A favorable ruling by a state appellate court for the city in a separate but related case — the City of Emeryville’s lawsuit against the state Department of Finance — could bolster a lower court decision that went Santa Rosa’s way last month.

In that case, Sacramento Superior Court Judge Timothy Frawley ruled the state had “abused its discretion” when it rejected the city’s requests for repayment of three redevelopment loans plus interest.

But the judge held off finalizing his decision pending the outcome of the state’s appeal of the Emeryville case.

The Third District Court of Appeal sided with Emeryville in a ruling last week. Now Santa Rosa is preparing to ask Frawley to finalize his ruling in its case, said Iris Yang, the attorney whose Sacramento firm has represented the city in redevelopment issues for years.

“The Court of Appeal ruling is important because it affirms that the trial court decision is correct,” Yang said. “And that means the (former redevelopment) agency should be able to be allocated money so it can repay these city loans.”

If the ruling stands, it means Santa Rosa would be cleared for repayment out of future local property tax revenue for three loans and one funding agreement that it made with its redevelopment agency years ago plus interest. After redevelopment agencies statewide were dissolved in early 2012, the city re-established the loan agreements with the successor agency charged with winding down redevelopment operations.
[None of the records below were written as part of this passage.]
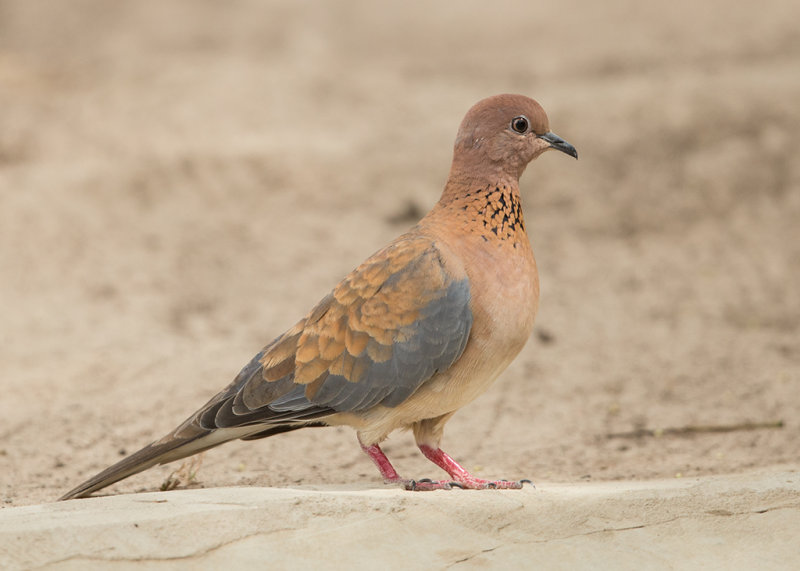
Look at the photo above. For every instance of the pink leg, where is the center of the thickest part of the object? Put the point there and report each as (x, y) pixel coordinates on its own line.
(390, 475)
(462, 478)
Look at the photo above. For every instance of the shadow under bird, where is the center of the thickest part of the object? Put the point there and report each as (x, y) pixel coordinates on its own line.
(414, 333)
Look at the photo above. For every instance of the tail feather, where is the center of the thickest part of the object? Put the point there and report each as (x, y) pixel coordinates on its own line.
(159, 452)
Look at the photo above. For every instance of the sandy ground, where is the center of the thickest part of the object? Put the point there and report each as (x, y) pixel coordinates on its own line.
(180, 181)
(722, 522)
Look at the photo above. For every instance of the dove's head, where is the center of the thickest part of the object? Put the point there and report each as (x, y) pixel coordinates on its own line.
(500, 135)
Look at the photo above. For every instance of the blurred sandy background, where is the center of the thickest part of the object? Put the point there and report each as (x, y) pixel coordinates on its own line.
(180, 181)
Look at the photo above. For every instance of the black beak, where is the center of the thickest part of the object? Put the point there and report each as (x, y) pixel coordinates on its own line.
(559, 144)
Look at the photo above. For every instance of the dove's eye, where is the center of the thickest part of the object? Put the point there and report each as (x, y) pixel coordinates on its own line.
(520, 124)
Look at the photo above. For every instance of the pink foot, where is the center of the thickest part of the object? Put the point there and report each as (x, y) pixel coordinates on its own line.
(462, 478)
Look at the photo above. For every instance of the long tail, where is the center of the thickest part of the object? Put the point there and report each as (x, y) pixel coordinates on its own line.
(162, 451)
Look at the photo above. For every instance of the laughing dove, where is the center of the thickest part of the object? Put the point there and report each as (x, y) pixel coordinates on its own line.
(417, 331)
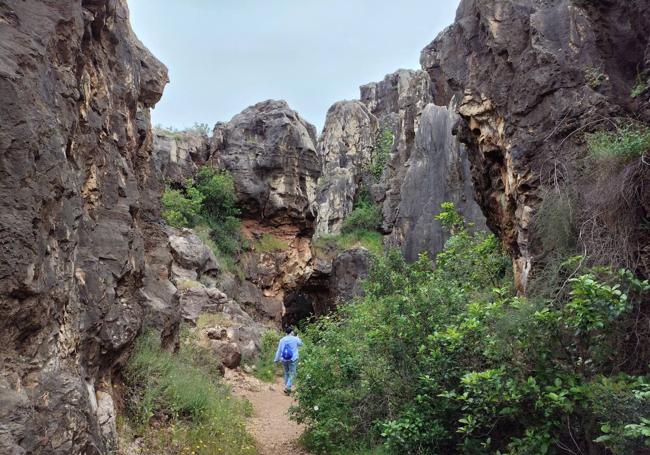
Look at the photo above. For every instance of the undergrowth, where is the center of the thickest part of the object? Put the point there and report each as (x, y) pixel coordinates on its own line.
(370, 240)
(207, 203)
(442, 356)
(625, 142)
(177, 404)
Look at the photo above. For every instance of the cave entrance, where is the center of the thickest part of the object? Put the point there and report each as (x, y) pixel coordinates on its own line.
(313, 298)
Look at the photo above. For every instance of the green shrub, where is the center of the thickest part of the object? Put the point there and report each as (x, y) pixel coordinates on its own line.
(219, 197)
(181, 392)
(626, 142)
(443, 357)
(265, 369)
(227, 260)
(208, 200)
(181, 210)
(268, 243)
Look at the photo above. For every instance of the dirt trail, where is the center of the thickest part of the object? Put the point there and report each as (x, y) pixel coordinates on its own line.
(274, 433)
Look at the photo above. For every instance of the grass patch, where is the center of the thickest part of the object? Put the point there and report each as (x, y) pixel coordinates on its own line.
(626, 142)
(178, 405)
(265, 369)
(370, 240)
(366, 217)
(269, 243)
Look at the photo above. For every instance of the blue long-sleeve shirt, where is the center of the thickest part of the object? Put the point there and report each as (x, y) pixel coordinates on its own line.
(294, 343)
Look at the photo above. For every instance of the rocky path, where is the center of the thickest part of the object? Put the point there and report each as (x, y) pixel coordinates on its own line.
(274, 433)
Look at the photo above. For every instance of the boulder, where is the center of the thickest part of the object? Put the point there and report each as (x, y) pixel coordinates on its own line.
(271, 153)
(192, 254)
(556, 68)
(227, 352)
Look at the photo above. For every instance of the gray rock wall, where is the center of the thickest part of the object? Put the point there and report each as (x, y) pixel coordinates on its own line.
(271, 153)
(78, 198)
(556, 69)
(427, 164)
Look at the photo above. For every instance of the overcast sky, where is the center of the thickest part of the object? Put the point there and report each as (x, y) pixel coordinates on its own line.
(224, 55)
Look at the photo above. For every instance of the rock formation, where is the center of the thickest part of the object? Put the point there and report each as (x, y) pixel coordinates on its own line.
(78, 218)
(555, 69)
(427, 163)
(178, 155)
(271, 153)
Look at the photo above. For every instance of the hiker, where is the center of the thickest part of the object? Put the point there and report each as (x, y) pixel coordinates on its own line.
(287, 353)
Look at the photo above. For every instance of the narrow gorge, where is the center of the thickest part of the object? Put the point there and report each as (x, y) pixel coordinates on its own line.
(97, 247)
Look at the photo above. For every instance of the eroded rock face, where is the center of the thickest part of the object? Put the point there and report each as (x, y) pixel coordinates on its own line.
(555, 68)
(436, 171)
(427, 165)
(271, 153)
(345, 147)
(178, 155)
(78, 196)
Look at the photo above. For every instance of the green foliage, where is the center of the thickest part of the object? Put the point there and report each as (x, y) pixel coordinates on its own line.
(443, 358)
(381, 152)
(201, 128)
(626, 142)
(594, 77)
(268, 243)
(208, 200)
(181, 209)
(621, 405)
(265, 369)
(181, 392)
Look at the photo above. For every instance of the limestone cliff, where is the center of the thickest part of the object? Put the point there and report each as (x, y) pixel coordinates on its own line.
(530, 78)
(78, 216)
(427, 164)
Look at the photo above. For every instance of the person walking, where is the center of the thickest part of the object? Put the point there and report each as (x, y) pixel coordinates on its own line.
(287, 353)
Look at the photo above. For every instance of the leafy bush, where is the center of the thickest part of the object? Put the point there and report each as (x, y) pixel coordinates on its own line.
(268, 243)
(219, 197)
(626, 142)
(208, 200)
(182, 209)
(265, 368)
(443, 358)
(178, 404)
(381, 152)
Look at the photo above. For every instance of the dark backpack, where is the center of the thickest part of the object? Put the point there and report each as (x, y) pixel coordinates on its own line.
(287, 353)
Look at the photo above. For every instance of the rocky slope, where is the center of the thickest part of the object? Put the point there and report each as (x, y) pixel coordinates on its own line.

The $7.2 million would be repaid to the city over time — how long is unclear — and would be available for general city services, Yang said.

In its ruling, the appellate court rejected arguments similar to those by the state used in the Santa Rosa case. The state claimed that the laws dissolving the approximately 400 redevelopment agencies across California were not intended to allow successor agencies to re-enter agreements with the city or county that created them.

In both cases, the state argued that a June 2012 redevelopment law, Assembly Bill 1484, was meant to retroactively undo any such revived agreements. But the appellate panel found that the law was “unambiguous” and “explicitly authorized successor agencies to enter or re-enter into agreements, subject to approval by oversight boards.”

A similar case brought by Sonoma County against the state is also going before the Third District Court of Appeal on Wednesday, Yang said.

The struggle may now shift from the courts to the Legislature. Gov. Jerry Brown’s budget staff members have suggested that they may seek explicit authority to retroactively invalidate most such agreements, Yang said.

“There certainly was a hint that they would try to undo what the trial courts and now the court of appeal have approved,” Yang said. “Having lost in court, they are trying to seek a legislative fix.”